No increased chromosomal damage in l-DOPA-treated patients with Parkinson’s disease: a pilot study

Abstract

Parkinson's disease (PD) is a neurodegenerative movement disorder affecting about 2% of the human population in old age. L-3,4-Dihydroxyphenylalanine (L-DOPA) in combination with a peripheral aromatic amino acid decarboxylase inhibition has been the most frequently prescribed drug for alleviating symptoms of PD, but a potential contribution of L-DOPA therapy to further neurodegeneration via oxidative stress is still debated. We report that the specific oxidative stress biomarker 8-oxo-7,8-dihydro-2'-deoxyguanosine (8-oxodG) level in peripheral blood lymphocyte DNA was elevated to 8.1 +/- 1.7 8-oxodG/10(6)dG in 17 chronically L-DOPA-treated PD patients, compared to 4.6 +/- 1.2 8-oxodG/10(6)dG in 12 controls.

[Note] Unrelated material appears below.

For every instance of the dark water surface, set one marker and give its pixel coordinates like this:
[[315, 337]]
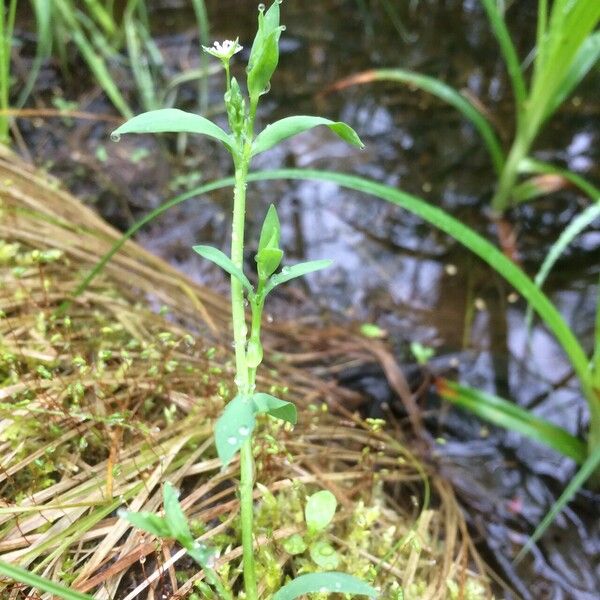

However, the total antioxidative capacity of plasma was increased to 1113 +/- 237 microM in the PD patients compared to 941 +/- 254 microM in controls. The frequency of micronuclei, a subgroup of chromosomal aberrations, in peripheral blood lymphocytes was not elevated compared to healthy age-matched individuals. In vitro, in a cell-free assay, dopamine and its precursor L-DOPA exhibited antioxidative capacity. On the other hand, the 8-oxodG concentration in cultured PC 12 cells was enhanced after dopamine treatment. This elevation may be below a threshold for manifestation as chromosomal damage.